Il est donc naturel de s'interroger sur le bien-fondé de l'influence et de la communication d'influence. L'influence est positive s'il celui qui l'utilise le fait à découvert et affiche clairement son but. Elle est nettement moins souhaitable si elle doit se faire masquée et intrigante.
Mais il serait trop simple de s'arrêter en chemin. N'y aurait-il pas de cas où une action d'influence à caractère manipulatoire pourrait être positive ? On touche ici à la question des enjeux et des fins poursuivis. Qui pourrait ainsi déplorer une manipulation orchestrée, à l'heure où le digital apporte une audience inégalée, pour déstabiliser Daech ? Pour faire découvrir des terroristes dissimulés sur notre territoire ? Plus sobrement, pour sauver des emplois face à une tentative d'OPA mal venue ?

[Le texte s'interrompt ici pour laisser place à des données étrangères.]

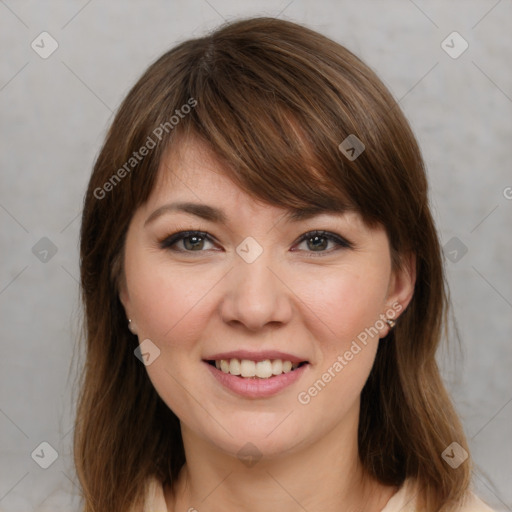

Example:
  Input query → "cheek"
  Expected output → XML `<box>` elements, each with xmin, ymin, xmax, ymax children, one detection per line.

<box><xmin>125</xmin><ymin>256</ymin><xmax>218</xmax><ymax>421</ymax></box>
<box><xmin>126</xmin><ymin>252</ymin><xmax>218</xmax><ymax>344</ymax></box>
<box><xmin>292</xmin><ymin>266</ymin><xmax>385</xmax><ymax>416</ymax></box>
<box><xmin>295</xmin><ymin>262</ymin><xmax>389</xmax><ymax>348</ymax></box>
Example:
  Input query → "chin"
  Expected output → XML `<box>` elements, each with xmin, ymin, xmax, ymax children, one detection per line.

<box><xmin>191</xmin><ymin>413</ymin><xmax>313</xmax><ymax>462</ymax></box>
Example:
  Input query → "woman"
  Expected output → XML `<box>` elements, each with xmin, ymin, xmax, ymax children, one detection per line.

<box><xmin>76</xmin><ymin>17</ymin><xmax>494</xmax><ymax>512</ymax></box>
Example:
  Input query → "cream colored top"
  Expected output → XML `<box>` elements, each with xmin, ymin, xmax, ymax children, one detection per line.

<box><xmin>142</xmin><ymin>475</ymin><xmax>496</xmax><ymax>512</ymax></box>
<box><xmin>379</xmin><ymin>478</ymin><xmax>495</xmax><ymax>512</ymax></box>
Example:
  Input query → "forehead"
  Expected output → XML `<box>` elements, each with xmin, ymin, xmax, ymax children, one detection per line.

<box><xmin>144</xmin><ymin>135</ymin><xmax>369</xmax><ymax>232</ymax></box>
<box><xmin>155</xmin><ymin>137</ymin><xmax>242</xmax><ymax>198</ymax></box>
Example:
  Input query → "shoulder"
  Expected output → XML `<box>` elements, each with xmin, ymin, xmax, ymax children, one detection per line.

<box><xmin>459</xmin><ymin>491</ymin><xmax>497</xmax><ymax>512</ymax></box>
<box><xmin>380</xmin><ymin>478</ymin><xmax>496</xmax><ymax>512</ymax></box>
<box><xmin>141</xmin><ymin>475</ymin><xmax>169</xmax><ymax>512</ymax></box>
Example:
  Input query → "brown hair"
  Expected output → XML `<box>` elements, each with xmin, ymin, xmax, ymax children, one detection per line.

<box><xmin>76</xmin><ymin>17</ymin><xmax>471</xmax><ymax>511</ymax></box>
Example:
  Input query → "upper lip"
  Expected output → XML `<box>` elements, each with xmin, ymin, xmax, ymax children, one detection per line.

<box><xmin>203</xmin><ymin>350</ymin><xmax>308</xmax><ymax>364</ymax></box>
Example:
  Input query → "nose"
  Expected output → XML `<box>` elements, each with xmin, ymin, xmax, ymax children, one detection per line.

<box><xmin>219</xmin><ymin>250</ymin><xmax>293</xmax><ymax>332</ymax></box>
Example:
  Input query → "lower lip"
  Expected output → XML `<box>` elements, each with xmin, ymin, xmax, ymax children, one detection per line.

<box><xmin>204</xmin><ymin>361</ymin><xmax>309</xmax><ymax>398</ymax></box>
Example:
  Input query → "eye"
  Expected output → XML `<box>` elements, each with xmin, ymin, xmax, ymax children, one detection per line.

<box><xmin>159</xmin><ymin>229</ymin><xmax>353</xmax><ymax>255</ymax></box>
<box><xmin>293</xmin><ymin>230</ymin><xmax>352</xmax><ymax>255</ymax></box>
<box><xmin>159</xmin><ymin>230</ymin><xmax>217</xmax><ymax>252</ymax></box>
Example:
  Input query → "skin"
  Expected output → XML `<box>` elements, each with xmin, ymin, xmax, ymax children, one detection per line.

<box><xmin>120</xmin><ymin>136</ymin><xmax>416</xmax><ymax>512</ymax></box>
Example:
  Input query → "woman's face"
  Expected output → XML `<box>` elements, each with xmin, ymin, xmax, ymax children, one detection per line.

<box><xmin>120</xmin><ymin>136</ymin><xmax>414</xmax><ymax>461</ymax></box>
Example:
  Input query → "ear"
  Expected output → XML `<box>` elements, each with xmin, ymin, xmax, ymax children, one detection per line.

<box><xmin>387</xmin><ymin>251</ymin><xmax>416</xmax><ymax>312</ymax></box>
<box><xmin>118</xmin><ymin>278</ymin><xmax>139</xmax><ymax>334</ymax></box>
<box><xmin>118</xmin><ymin>274</ymin><xmax>131</xmax><ymax>316</ymax></box>
<box><xmin>379</xmin><ymin>251</ymin><xmax>416</xmax><ymax>337</ymax></box>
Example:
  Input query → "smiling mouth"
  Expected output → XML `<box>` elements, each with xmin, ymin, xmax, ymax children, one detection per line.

<box><xmin>205</xmin><ymin>358</ymin><xmax>309</xmax><ymax>379</ymax></box>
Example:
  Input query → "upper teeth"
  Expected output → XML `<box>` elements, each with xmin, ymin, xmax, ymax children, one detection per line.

<box><xmin>215</xmin><ymin>359</ymin><xmax>300</xmax><ymax>378</ymax></box>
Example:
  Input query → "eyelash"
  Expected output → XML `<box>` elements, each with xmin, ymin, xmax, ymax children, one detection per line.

<box><xmin>158</xmin><ymin>230</ymin><xmax>353</xmax><ymax>256</ymax></box>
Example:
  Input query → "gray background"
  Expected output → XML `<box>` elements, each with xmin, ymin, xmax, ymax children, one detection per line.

<box><xmin>0</xmin><ymin>1</ymin><xmax>511</xmax><ymax>510</ymax></box>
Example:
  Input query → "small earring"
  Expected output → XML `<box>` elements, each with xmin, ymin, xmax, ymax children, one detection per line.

<box><xmin>128</xmin><ymin>319</ymin><xmax>138</xmax><ymax>334</ymax></box>
<box><xmin>385</xmin><ymin>318</ymin><xmax>396</xmax><ymax>329</ymax></box>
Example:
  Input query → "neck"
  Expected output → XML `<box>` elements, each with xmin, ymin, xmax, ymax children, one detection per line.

<box><xmin>166</xmin><ymin>402</ymin><xmax>396</xmax><ymax>512</ymax></box>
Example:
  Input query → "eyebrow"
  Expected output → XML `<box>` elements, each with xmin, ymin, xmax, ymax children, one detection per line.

<box><xmin>144</xmin><ymin>201</ymin><xmax>349</xmax><ymax>227</ymax></box>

Nous avons donc trois repères pour déterminer la nature plus ou moins positive de l'influence : l'enjeu, l'affichage plus ou moins clair de l'objectif, la connaissance de l'identité et des qualités de celui qui cherche à influer.
C'est au prix de ces éclaircissements que la communication pourra être reconnue dans toutes ses dimensions. Non seulement économiques et politiques mais également sociétales. Car il est temps que la communication ne soit plus soit taxée de superficialité ou d'inutilité (parce qu'assimilée à du vent). Il est temps qu'elle ne soit plus accusée d'être manipulatoire (parce que dérogeant à la vie démocratique). Et qu'elle soit enfin reconnue pour ce qu'elle est : aussi nécessaire que l'air que l'on respire.